Kermin was standing in the doorway of the kitchen. She had risen early and was working away at the typewriter.
“Not really anything,” she said, flushing. She closed the novel and maneuvered the typewriter slightly, so that its page was less visible to the room. “It’s just something for Dr. Fitzgerald.”
Kermin nodded. She watched as he began his morning routine. Since Charlene had known him, his breakfast had never varied: white toast, Marmite, slice of cheese, slice of ham, glass of orange juice. He always ate everything until there was only half a bite left, and then he was finished. His consistency was maddening, but then such consistency had also saved her. After so many years of instability, she had come to depend upon that last half-moon of toast remaining on the plate.
“So this doctor,” Kermin said, uncapping the Marmite jar. “He is good?”
“Yes,” she said. “Of course he’s good.”
Kermin sat down across from her.
“He’s good,” she said again, edging the typewriter away.

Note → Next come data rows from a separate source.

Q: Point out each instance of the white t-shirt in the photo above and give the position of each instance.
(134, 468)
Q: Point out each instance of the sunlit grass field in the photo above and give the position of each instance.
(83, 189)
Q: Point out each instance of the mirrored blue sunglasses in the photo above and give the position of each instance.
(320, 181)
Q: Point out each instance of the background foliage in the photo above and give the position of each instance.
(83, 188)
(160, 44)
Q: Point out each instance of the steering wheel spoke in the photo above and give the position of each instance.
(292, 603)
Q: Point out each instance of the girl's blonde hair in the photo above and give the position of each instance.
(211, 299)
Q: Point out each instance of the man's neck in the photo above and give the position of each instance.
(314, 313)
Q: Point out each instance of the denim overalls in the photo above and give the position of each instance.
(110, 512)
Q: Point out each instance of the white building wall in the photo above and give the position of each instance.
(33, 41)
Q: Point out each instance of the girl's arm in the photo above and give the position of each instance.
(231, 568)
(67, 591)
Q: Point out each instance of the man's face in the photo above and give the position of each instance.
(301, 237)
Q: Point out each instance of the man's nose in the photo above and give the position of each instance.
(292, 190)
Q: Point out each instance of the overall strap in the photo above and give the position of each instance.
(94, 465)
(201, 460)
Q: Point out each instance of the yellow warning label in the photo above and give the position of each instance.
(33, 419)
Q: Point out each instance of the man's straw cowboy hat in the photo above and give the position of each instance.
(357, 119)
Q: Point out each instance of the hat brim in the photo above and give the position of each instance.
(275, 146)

He took a loud bite of toast.
“So what did he tell you?” he said. Crumbs.
“About?”
“About Radar.”
“Oh, plenty of things. I mean, they’re still doing tests,” she said. “But we’re very lucky that he agreed to take on Radar in the first place. I mean, he’s the best there is. He’s. .”

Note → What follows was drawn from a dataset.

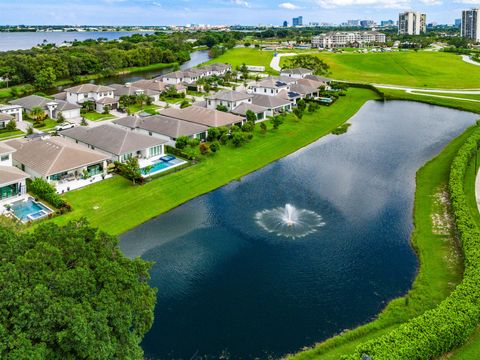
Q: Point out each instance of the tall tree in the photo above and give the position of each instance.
(69, 293)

She tapped at a key on the typewriter, and a faint F thwacked onto the page. She could feel herself blushing again.
Kermin studied her. After a moment, he let his hand drift over to a shortwave radio sitting on the table. A flick of the wrist and the radio came to life. A loud sea of static enveloped them. He slowly turned the dial, stroking the rib cage of the morning’s frequencies.

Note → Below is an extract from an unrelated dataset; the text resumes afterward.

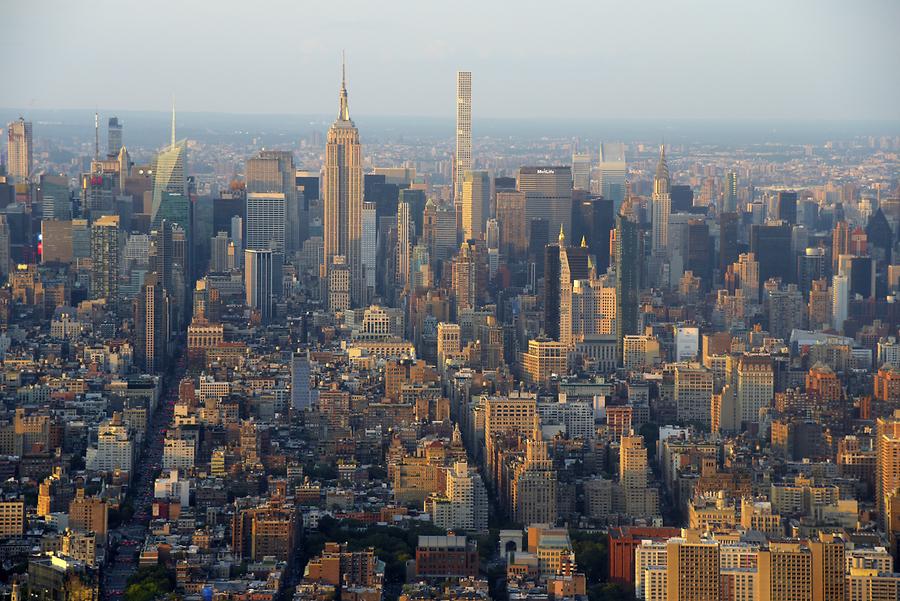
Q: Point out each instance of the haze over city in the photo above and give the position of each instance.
(414, 301)
(653, 59)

“Kermin,” she said. “You’ll wake up Radar. He didn’t sleep last night.”
“This doctor,” he said over the noise. “He is the last.”
“What?”
“After this, no more.”
“Kermin, he’s the best there is,” she said. “We’re so lucky that he even—”
“What did he learn from my blood?” he said without looking up from the radio.
“I don’t know,” she said. “I didn’t ask. They’re looking into various genetical possibilities. Something in our DNA. He said it was very advanced science.”
The radio hung briefly on two stations at once, both voices vying for supremacy through a canopy of static.
“Kerm!” she hissed. “Please. Turn it off.”
He snapped the dial. A click. A sudden silence.
• • •
IN TRUTH, HER VISITS to Boston were not going as well as she had initially hoped. Although she could not say exactly what it was she was hoping for. The less frequent their appointments, the more fervently she typed. Her Anna Karenina was taking shape, page by page, and at certain moments, when the beat of the typewriter became like a second pulse, she was blessed with the fleeting sensation that she was the writer of this book, that she, Charlene Radmanovic, was conceiving of Vronsky’s torrid pursuit, of Levin’s fervent idealism. Or, more precisely: that the real Anna Karenina had not truly existed until now, until it had flowed through Tolstoy and then through her and come out the other side. But these moments of transcendent begetting were rare. More often than not, she was aware of herself as nothing more than a scribe, a clumsy regurgitator of words. A book was a dead thing; no manner of resuscitation could change that.